The problem with the MSD is that in itself the 6A or 6AL only increases the spark IIRC, not create a timing curve. You'll have to get an add-on to go with the MSD, which adds to the final cost. If you get both boxes, then you need to get a digi dizzy. 

Just looked it up, you'd need to add an MSD 8980 to the 6A or 6AL to create a timing curve. The rumor that the 6 series boxes 'creates' a timing curve if you reverse some wires, is just that, a rumor. 

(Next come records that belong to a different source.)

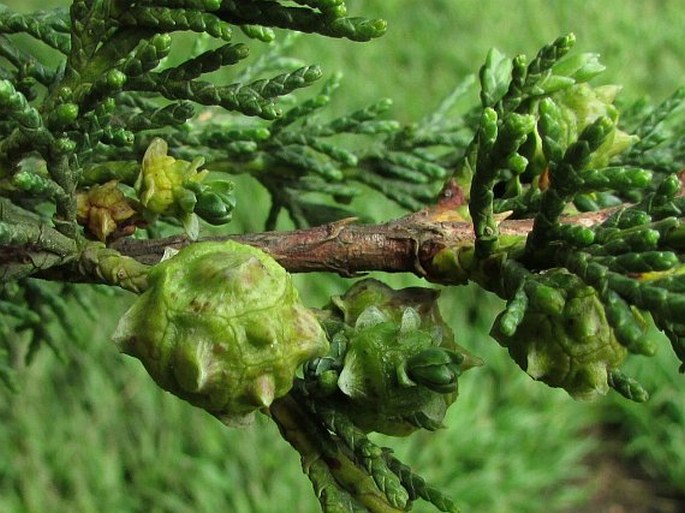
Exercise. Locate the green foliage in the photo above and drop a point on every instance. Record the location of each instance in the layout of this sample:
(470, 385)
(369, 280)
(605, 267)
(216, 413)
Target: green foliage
(107, 144)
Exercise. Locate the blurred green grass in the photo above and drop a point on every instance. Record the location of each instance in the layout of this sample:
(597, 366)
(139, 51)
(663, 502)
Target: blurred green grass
(92, 433)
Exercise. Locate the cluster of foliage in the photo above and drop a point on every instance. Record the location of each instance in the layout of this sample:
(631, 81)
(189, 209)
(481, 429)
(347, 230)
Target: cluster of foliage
(108, 145)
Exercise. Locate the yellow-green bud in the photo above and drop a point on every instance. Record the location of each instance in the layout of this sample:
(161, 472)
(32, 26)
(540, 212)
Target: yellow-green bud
(160, 184)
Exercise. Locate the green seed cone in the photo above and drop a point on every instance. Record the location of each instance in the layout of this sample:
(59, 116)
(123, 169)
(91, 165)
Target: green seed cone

_Modified by B4S at 4:14 PM 12-3-2007_


_Modified by B4S at 4:18 PM 12-3-2007_


----------



## ens (Dec 14, 2006)

*Re: Quik Quest. -Dellorto 40 DHLA & Vacuum Advance (B4S)*

thanks alot for sharing your experiance/knowledge
you def. saved me alot of time
thanks http://****************.com/smile/emthup.gif


----------



## B4S (Apr 16, 2003)

*Re: Quik Quest. -Dellorto 40 DHLA & Vacuum Advance (ens)*

No prob man, just relaying what I've learned since snagging some DHLA 40s for my own car recently







. 
I found this site: http://www.alfabb.com, and there is a lot of useful info there about Dellorto carbs in their Carburetor forum. It's an alfa romeo site http://****************.com/smile/emthup.gif.


----------



## Kaddy (Sep 29, 2002)

*Re: Quik Quest. -Dellorto 40 DHLA & Vacuum Advance (B4S)*

I went through this same ordeal a few years back with my DCOE setup.
Vacuum advance distributors need ported vacuum (as someone here mentioned), which means zero vacuum at idle, tapering to full signal at part throttle, and then tapering back to zero vacuum at moderate/full throttle. Some of the old SK carbs were tapped with ported vacuum ports, but I dont know of any other sidedrafts that were.
It's not recomended to use a manifold vacuum source, because then you'll get full vac advance at idle, which tapers off as soon as you crack the throttle - not what you want. So if you dont have a ported vacuum source you're best of relying on just the centrifugal advance on the distributor, like your current setup.
The best solution for the money, in my opinion, is the Electromotive HPX or HPV ignition units. They usually pop up used for fairly cheap and allow you to adjust your timing curve quickly and easily. The Electomotive ignition unit will certainly be more reliable then anything with the MSD name on the box too


----------